An Alternate History Consequences article


It is no great revelation to reflect that elements of works of fiction may not age well as time marches on. Society’s assumptions and frameworks of understanding change, leading to disagreements over whether a work of fiction born of earlier assumptions should still be viewed in the same way (and, of course, older generations who enjoyed it at the time will be defensive against younger ones who are not invested in it in the same way and now regard it as offensive). This kind of objection (for example, the portrayal of women and different ethnic groups in past works) is probably the most frequently and contentiously discussed, but there are others as well.

Science fiction is a minefield for becoming obsolete, for example. If a specific date is committed to for an event and then that date passes without the event occurring, how to proceed?


In the 1960s, the writers of Star Trek evidently found that ‘the 1990s’ was a comfortably far distant date in order to write in a world war led by genetically engineered supermen, not dreaming that the franchise would still be around then. This led to awkwardness: was Star Trek now an alternate history to stay consistent, or was this incompatible with its core values of portraying a hopeful and optimistic future for us its watchers, not our counterparts in some other timeline?


In 1996 Star Trek: Voyager (when not accidentally creating the Obama presidency, as discussed in my previous article “From the Final Frontier to the Audacity of Hope”) featured a time travel storyline in which the then-contemporary Earth of 1996 was visited. The writers took the decision to feature a version of Earth effectively identical to our own (barring the plot related alterations), but paradoxically the set designers decided to include a few subtle background nods to the old Eugenics Wars plot. A spinoff novel writer, Greg Cox, later attempted to reconcile the conflict as a secret conspiracy war in the shadows ongoing during the post-fall of Communism upheavals of the 1990s.

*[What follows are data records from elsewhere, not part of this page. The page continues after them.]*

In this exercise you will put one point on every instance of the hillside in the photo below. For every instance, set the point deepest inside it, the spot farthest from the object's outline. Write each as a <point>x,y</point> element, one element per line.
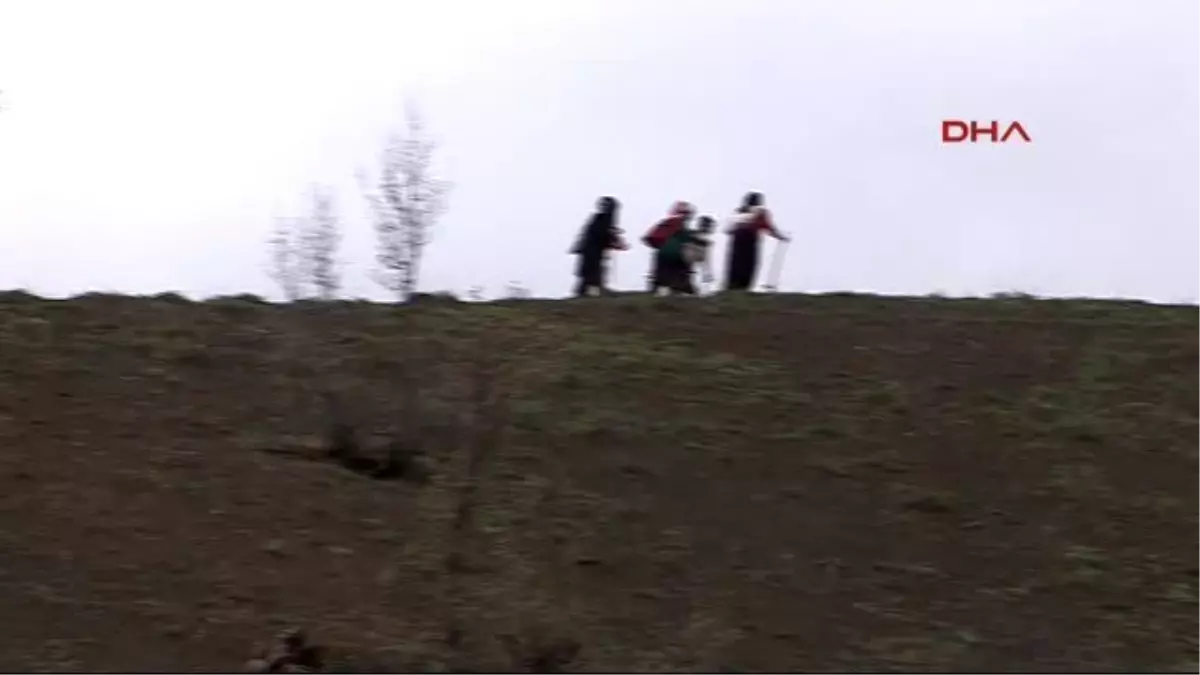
<point>829,482</point>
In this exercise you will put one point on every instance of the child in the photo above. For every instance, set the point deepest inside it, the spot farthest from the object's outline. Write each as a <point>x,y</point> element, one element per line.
<point>600,234</point>
<point>696,254</point>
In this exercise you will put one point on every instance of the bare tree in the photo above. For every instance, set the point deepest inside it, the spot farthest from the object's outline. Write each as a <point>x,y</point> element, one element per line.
<point>407,202</point>
<point>285,266</point>
<point>304,250</point>
<point>319,240</point>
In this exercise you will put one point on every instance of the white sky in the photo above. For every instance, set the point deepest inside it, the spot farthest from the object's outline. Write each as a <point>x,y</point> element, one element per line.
<point>147,145</point>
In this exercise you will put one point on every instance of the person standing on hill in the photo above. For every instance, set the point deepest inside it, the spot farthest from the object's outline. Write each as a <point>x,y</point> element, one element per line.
<point>665,238</point>
<point>745,231</point>
<point>599,236</point>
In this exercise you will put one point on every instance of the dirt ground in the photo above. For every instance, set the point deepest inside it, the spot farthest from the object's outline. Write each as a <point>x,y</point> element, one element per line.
<point>789,482</point>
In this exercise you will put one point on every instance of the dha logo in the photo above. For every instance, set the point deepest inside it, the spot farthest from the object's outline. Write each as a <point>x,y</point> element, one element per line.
<point>957,131</point>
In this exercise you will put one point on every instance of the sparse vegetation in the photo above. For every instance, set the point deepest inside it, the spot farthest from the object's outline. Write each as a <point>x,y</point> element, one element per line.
<point>747,483</point>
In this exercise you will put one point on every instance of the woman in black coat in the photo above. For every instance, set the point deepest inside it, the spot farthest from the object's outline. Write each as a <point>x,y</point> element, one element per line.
<point>600,234</point>
<point>745,234</point>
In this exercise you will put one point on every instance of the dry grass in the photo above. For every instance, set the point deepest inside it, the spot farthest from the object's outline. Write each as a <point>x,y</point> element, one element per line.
<point>827,482</point>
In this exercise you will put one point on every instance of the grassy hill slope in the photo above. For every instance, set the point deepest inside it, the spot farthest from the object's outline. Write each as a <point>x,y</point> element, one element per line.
<point>780,482</point>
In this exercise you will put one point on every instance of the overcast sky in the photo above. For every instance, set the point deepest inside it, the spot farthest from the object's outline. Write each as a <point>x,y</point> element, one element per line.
<point>147,145</point>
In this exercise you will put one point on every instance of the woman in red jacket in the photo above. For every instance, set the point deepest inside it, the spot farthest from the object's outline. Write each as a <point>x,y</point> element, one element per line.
<point>745,233</point>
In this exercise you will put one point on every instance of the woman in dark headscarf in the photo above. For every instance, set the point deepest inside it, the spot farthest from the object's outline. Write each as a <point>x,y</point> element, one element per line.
<point>600,234</point>
<point>745,231</point>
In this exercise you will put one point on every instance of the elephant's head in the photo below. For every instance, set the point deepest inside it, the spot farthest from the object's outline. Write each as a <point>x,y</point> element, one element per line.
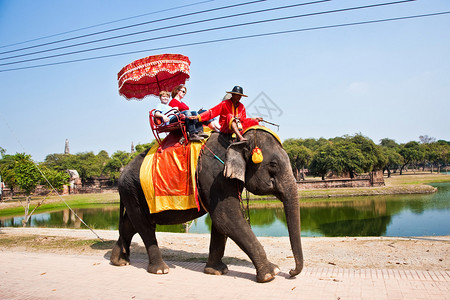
<point>273,175</point>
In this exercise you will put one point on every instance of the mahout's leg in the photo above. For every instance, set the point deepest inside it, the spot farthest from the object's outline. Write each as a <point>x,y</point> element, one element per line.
<point>120,255</point>
<point>215,266</point>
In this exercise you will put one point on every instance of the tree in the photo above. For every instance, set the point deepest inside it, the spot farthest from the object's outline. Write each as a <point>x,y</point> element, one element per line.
<point>425,139</point>
<point>299,156</point>
<point>411,152</point>
<point>20,171</point>
<point>394,160</point>
<point>324,160</point>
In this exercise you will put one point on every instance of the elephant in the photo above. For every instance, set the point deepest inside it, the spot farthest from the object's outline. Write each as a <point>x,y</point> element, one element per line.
<point>223,170</point>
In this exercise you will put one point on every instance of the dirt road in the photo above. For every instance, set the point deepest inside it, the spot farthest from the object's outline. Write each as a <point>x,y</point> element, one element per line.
<point>38,264</point>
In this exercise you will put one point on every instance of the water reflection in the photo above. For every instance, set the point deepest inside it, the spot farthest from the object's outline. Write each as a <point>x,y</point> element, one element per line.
<point>410,215</point>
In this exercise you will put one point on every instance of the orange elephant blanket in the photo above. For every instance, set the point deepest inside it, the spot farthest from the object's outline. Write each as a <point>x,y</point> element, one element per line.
<point>167,175</point>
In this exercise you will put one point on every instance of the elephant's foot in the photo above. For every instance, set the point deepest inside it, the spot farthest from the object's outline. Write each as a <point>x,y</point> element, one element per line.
<point>267,273</point>
<point>219,269</point>
<point>119,257</point>
<point>158,268</point>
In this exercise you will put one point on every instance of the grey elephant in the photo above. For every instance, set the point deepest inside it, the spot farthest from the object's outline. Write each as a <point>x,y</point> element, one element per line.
<point>219,186</point>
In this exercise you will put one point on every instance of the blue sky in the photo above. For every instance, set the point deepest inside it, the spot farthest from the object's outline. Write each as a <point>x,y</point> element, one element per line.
<point>389,79</point>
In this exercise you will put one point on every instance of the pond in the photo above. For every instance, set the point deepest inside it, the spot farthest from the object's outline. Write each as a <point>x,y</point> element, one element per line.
<point>405,215</point>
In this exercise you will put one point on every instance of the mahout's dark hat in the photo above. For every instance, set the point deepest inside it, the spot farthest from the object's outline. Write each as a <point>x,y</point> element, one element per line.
<point>238,91</point>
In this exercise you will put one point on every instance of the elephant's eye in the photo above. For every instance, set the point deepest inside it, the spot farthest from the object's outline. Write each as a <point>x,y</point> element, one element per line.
<point>273,167</point>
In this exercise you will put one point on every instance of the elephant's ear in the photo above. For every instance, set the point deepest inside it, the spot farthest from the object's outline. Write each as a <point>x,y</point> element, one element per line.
<point>235,162</point>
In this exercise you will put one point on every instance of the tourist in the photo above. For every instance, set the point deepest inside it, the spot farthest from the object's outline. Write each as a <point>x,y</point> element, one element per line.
<point>163,108</point>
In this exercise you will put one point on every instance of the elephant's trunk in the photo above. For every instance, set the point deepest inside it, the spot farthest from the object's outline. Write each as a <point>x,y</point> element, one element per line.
<point>292,211</point>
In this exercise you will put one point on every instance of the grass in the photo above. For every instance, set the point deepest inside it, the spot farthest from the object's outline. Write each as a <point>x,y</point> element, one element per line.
<point>53,243</point>
<point>417,183</point>
<point>54,202</point>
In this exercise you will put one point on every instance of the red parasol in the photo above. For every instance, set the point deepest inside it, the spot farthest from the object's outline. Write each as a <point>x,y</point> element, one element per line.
<point>153,74</point>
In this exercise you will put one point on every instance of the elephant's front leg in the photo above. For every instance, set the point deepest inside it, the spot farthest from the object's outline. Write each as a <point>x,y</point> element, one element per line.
<point>215,266</point>
<point>229,220</point>
<point>156,264</point>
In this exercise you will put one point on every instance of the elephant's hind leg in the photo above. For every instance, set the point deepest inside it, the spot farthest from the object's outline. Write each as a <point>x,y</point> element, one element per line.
<point>215,266</point>
<point>120,255</point>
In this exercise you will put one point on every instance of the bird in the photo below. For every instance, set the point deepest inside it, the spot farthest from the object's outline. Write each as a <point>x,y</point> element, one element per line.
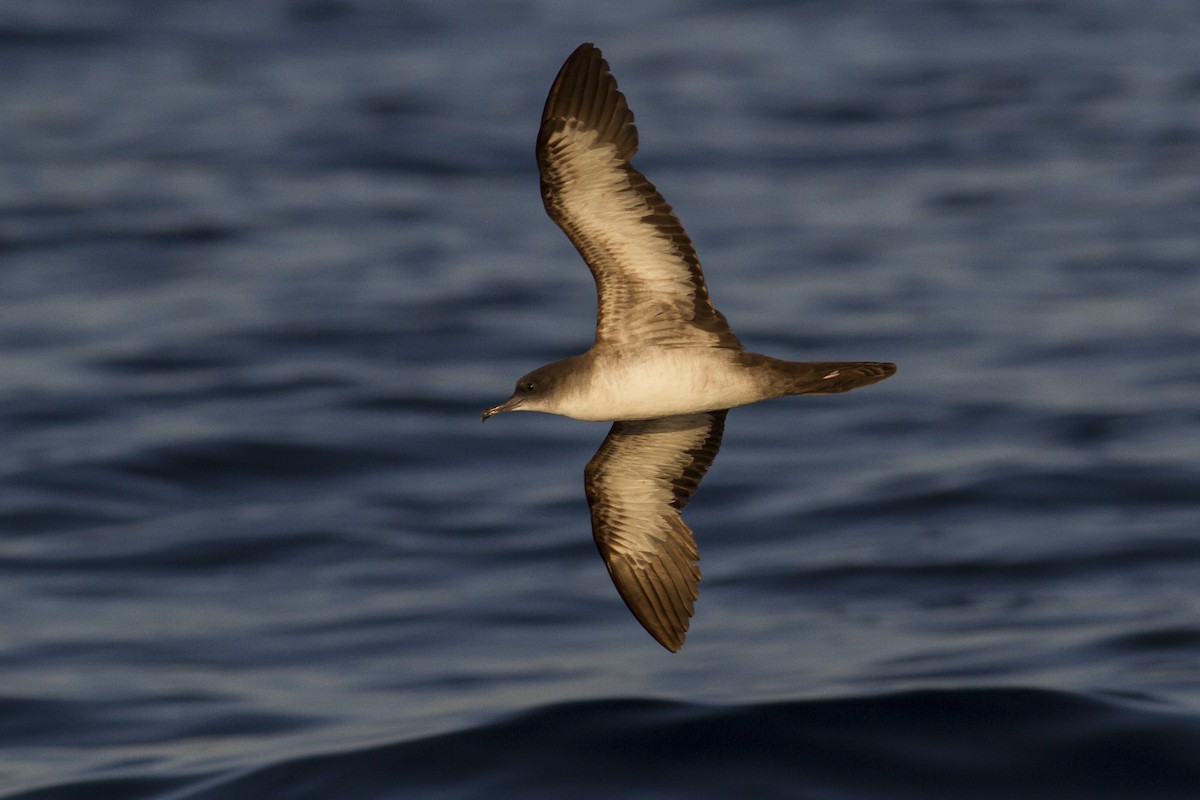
<point>665,367</point>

Perhaps the more obvious pitfall for science fiction is when science itself marches on. Today a distinction is often drawn between ‘hard’ and ‘soft’ science fiction, between fiction which tries to rigorously fit within the bounds of our current understanding of science versus that which is regarded as allowing slapdash unscientific assumptions for the sake of plot, or makes up fictional but still rule-driven science.


This is very much a modern and artificial distinction, and says as much about the way science is perceived today versus the way it was in previous decades and centuries as it does about authorial intent. It is quite reasonable to argue that it is ‘hard’ science fiction that is fundamentally the more unrealistic one, as suggesting that future generations’ understanding of the universe is going to remain effectively identical to ours seems a rather courageous assumption considering the track record of the human race. The scientific breakthroughs of the past 75 or so years have certainly created an image that we are just tidying up our understanding of quantum theory and general relativity and the core fundamentals of both theories are ‘true’—but this is misleading, as the two theories are also fundamentally incompatible in their current forms, so there is clearly more to discover, and plenty of room for something completely unexpected (which could redefine the possible) to be hiding in there.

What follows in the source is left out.